Kent Erin E, Mollica Michelle A, Dionne-Odom J Nicholas, Ferrer Rebecca A, Jensen Roxanne E, Ornstein Katherine A, Smith Ashley Wilder
Department of Health Policy and Management, Gillings School of Global Public Health, University of North Carolina at Chapel Hill, NC.
Outcomes Research Branch, Healthcare Delivery Research Program, Division of Cancer Control and Population Sciences, National Cancer Institute, Bethesda, MD.
Palliat Support Care. 2020 Oct;18(5):519-527. doi: 10.1017/S1478951520000036.
A priority focus on palliative and supportive care is helping the 43.5 million caregivers who care for individuals with serious illness. Lacking support may lead to caregiver distress and poorer care delivery to patients with serious illness. We examined the potential of instrumental support (assistance with material and task performance) to mitigate distress among caregivers.

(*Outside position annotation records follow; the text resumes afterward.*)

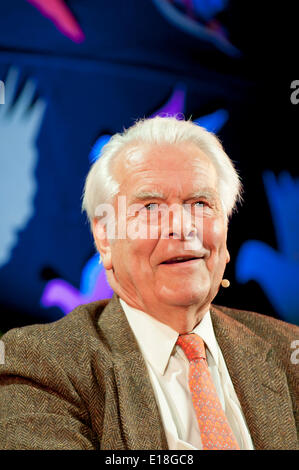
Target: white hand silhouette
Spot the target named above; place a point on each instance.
(19, 126)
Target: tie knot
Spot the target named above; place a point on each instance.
(193, 346)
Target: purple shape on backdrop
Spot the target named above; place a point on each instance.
(60, 293)
(58, 12)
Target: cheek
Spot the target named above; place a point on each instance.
(214, 235)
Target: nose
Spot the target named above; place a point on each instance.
(181, 224)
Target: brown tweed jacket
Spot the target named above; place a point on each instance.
(81, 382)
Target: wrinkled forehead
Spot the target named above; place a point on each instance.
(164, 164)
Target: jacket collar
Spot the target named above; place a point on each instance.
(139, 415)
(259, 382)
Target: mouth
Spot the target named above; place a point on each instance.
(182, 260)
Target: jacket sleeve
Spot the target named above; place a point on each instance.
(40, 407)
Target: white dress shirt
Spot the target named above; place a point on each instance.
(168, 370)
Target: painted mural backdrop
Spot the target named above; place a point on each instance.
(72, 73)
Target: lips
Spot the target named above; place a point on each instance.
(180, 259)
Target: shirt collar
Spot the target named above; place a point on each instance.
(157, 340)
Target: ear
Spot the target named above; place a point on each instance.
(102, 242)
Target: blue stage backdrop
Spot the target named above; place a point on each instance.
(75, 72)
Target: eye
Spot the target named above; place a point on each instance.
(151, 206)
(200, 203)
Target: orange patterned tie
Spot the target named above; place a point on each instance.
(215, 431)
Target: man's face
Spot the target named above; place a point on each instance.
(145, 270)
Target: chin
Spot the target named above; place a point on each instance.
(182, 297)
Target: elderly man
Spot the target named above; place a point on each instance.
(158, 366)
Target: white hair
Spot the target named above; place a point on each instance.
(101, 186)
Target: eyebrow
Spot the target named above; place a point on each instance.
(144, 195)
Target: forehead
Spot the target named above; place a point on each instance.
(167, 167)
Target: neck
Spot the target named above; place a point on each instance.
(181, 318)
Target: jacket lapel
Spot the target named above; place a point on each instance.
(139, 416)
(259, 382)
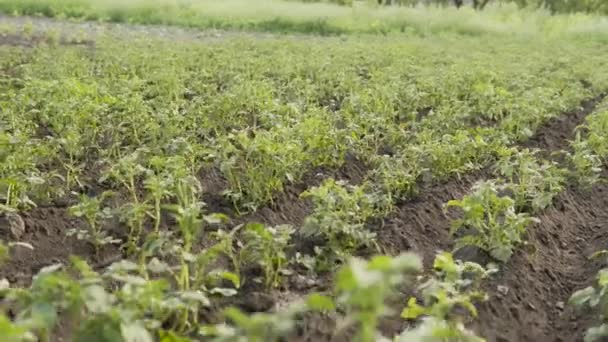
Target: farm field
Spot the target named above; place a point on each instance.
(165, 184)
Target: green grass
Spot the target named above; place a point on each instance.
(317, 18)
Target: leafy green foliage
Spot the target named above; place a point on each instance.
(340, 214)
(448, 301)
(267, 247)
(362, 288)
(497, 227)
(585, 163)
(595, 298)
(533, 181)
(90, 208)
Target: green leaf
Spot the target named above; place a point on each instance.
(319, 302)
(413, 310)
(581, 297)
(135, 332)
(595, 334)
(216, 218)
(226, 292)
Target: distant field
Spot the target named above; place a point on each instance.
(318, 18)
(445, 181)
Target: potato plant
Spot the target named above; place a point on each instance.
(493, 223)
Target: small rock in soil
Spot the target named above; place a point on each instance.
(503, 290)
(257, 302)
(300, 282)
(12, 224)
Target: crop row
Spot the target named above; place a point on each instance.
(127, 132)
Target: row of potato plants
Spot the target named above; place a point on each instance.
(143, 126)
(589, 156)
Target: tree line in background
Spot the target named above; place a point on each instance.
(555, 6)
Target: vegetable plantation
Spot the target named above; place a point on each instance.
(174, 185)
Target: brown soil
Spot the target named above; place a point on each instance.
(540, 282)
(539, 278)
(45, 231)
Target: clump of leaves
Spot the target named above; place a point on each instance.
(90, 208)
(534, 182)
(267, 247)
(586, 164)
(257, 327)
(397, 175)
(339, 217)
(257, 167)
(449, 298)
(490, 220)
(595, 298)
(363, 287)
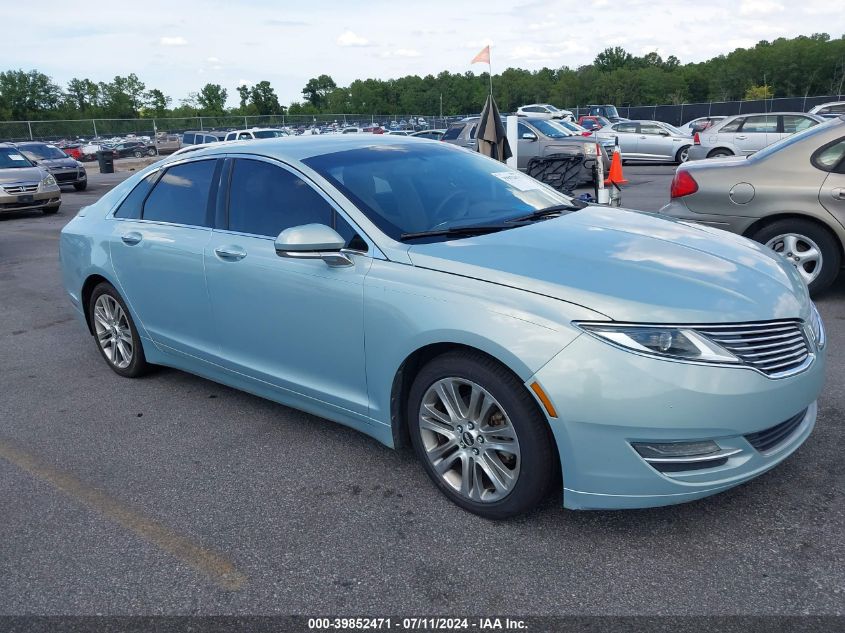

We analyzed data from the nationally representative Health Information National Trends Survey (HINTS V2, 2018). Informal/family caregivers were identified in HINTS V2 if they indicated they were caring for or making healthcare decisions for another adult with a health problem. We used the PROMIS® instrumental support four-item short-form T-scores and the Patient Health Questionnaire (PHQ-4) for distress. We examined multivariable linear regression models for associations between distress and instrumental support, adjusted for sampling weights, socio-demographics, and caregiving variables (care recipient health condition(s), years caregiving (≥2), relationship to care recipient, and caregiver burden). We examined interactions between burden and instrumental support on caregiver distress level.
Our analyses included 311 caregivers (64.8% female, 64.9% non-Hispanic White). The unweighted mean instrumental support T-score was 50.4 (SD = 10.6, range = 29.3-63.3); weighted mean was 51.2 (SE = 1.00). Lower instrumental support (p < 0.01), younger caregiver age (p < 0.04), higher caregiving duration (p = 0.008), and caregiver unemployment (p = 0.006) were significantly associated with higher caregiver distress. Mean instrumental support scores by distress levels were 52.3 (within normal limits), 49.4 (mild), 48.9 (moderate), and 39.7 (severe). The association between instrumental support and distress did not differ by caregiver burden level.
Poor instrumental support is associated with high distress among caregivers, suggesting the need for palliative and supportive care interventions to help caregivers leverage instrumental support.
将姑息治疗和支持性护理作为优先重点,有助于为4350万照顾重症患者的照护者提供帮助。缺乏支持可能导致照护者出现困扰,并对重症患者的护理质量产生不利影响。我们研究了工具性支持(在物质和任务执行方面提供的帮助)缓解照护者困扰的潜力。
我们分析了具有全国代表性的健康信息国家趋势调查(HINTS V2,2018)的数据。如果在HINTS V2中表明自己正在照顾患有健康问题的另一位成年人或为其做出医疗保健决策,则被确定为非正式/家庭照护者。我们使用了PROMIS®工具性支持四项简表T分数和患者健康问卷(PHQ-4)来评估困扰程度。我们研究了多变量线性回归模型,以分析困扰与工具性支持之间的关联,并对抽样权重、社会人口统计学和照护变量(受照护者的健康状况、照护年限(≥2年)、与受照护者的关系以及照护者负担)进行了调整。我们研究了负担与工具性支持之间的相互作用对照护者困扰水平的影响。
我们的分析纳入了311名照护者(女性占64.8%,非西班牙裔白人占64.9%)。未加权的工具性支持平均T分数为50.4(标准差=10.6,范围=29.3-63.3);加权平均值为51.2(标准误=1.00)。较低的工具性支持水平(p<0.01)、较年轻的照护者年龄(p<0.04)、较长的照护时长(p=0.008)以及照护者失业(p=0.006)与较高的照护者困扰显著相关。按困扰程度划分的工具性支持平均分数分别为52.3(在正常范围内)、49.4(轻度)、48.9(中度)和39.7(重度)。工具性支持与困扰之间的关联在不同照护者负担水平下没有差异。
较差的工具性支持与照护者的高困扰相关,这表明需要开展姑息治疗和支持性护理干预措施,以帮助照护者利用工具性支持。